Czy mozna zaakceptowac Aikido bez tych dziesiatek róznych japońskich naleciałosci np. wynikajacych z etykiety, ubioru, wystroju dojo, nazewnictwa po japońsku, " onegai shimasu" itp. itp.?
Wezmy np. ukłon w seiza. Pamietam jak Shimamoto shihan tłumaczył kiedys, ze taki ukłon to nie tylko wyraz szacunku ale wręcz immanentna i przydatna częsc niektórych technik.
Napisano Ponad rok temu
Elementy ceremoniału rycerskiego ( ukłony, pozdrowienia, salut bronią ) występują we wszystkich sztukach walki, nie tylko dalekowschodnich.

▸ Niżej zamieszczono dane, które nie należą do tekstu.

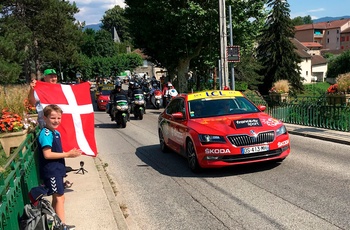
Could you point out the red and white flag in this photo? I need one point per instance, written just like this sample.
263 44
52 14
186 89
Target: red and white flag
77 127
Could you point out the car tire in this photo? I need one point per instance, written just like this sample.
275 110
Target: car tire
192 157
163 146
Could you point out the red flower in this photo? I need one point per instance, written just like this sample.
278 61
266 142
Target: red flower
10 122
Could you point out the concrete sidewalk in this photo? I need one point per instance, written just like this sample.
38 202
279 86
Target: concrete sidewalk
91 202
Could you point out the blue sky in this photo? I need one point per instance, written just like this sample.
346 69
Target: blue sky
92 11
319 8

Co do nazw technik, to w żadnym razie nie należy z nich rezygnować ponieważ ich znajomość ma bezpośredni związek z umiejętnością ich stosowania. Pisałem o tym wielokrotnie, teraz zacytuję tylko prof. Czajkowskiego:
"Jest jednak zdumiewające i smutne zarazem, jak wielu jeszcze trenerów naucza (...) na poziomie postrzegania czuciowo-ruchowego, za pomocą małpiego naśladowania ruchów czy tylko uczenia reakcji, bez podawania nazwy i sposobów wykonania danego działania i jego zastosowania taktycznego, a więc z pominięciem werbalizacji i intelektualizacji procesu treningu. Ten prymitywny sposób nauczania stanowi poważny błąd dydaktyczno-metodyczny i wychowawczy, zmienia proces zaprawy w tresurę, a przede wszystkim wyrządza wielką krzywdę uczniom(...). Tak szkolony zawodnik opiera swą walkę tylko na odruchach warunkowych, nie rozumie taktyki, widzi ruchy przeciwnika, ale nie potrafi ich rozpoznać ani nazwać, nie potrafi zrozumieć zamiarów przeciwnika. Postrzeganie na wyższym poziomie nie jest w żadnym przypadku mechanicznym odczytywaniem wrażeń. Postrzeganie znaczeniowo-czynnościowe jest czynnością wyuczoną, stanowi wynik czynności odpowiednich pól kory mózgowej ( część korowa analizatora) pod wpływem podniet przekazywanych drogami dośrodkowymi od narządów odbiorczych. Postrzeganie zmienia się jako bezpośrednia funkcja sceny, którą się ogląda..." ( prof. Zbigniew Czajkowski, Nauczanie techniki sportowej).
Napisano Ponad rok temu
dlaczego ludzie cwiczacy capoeira nie stawiaja sobie takich pytan?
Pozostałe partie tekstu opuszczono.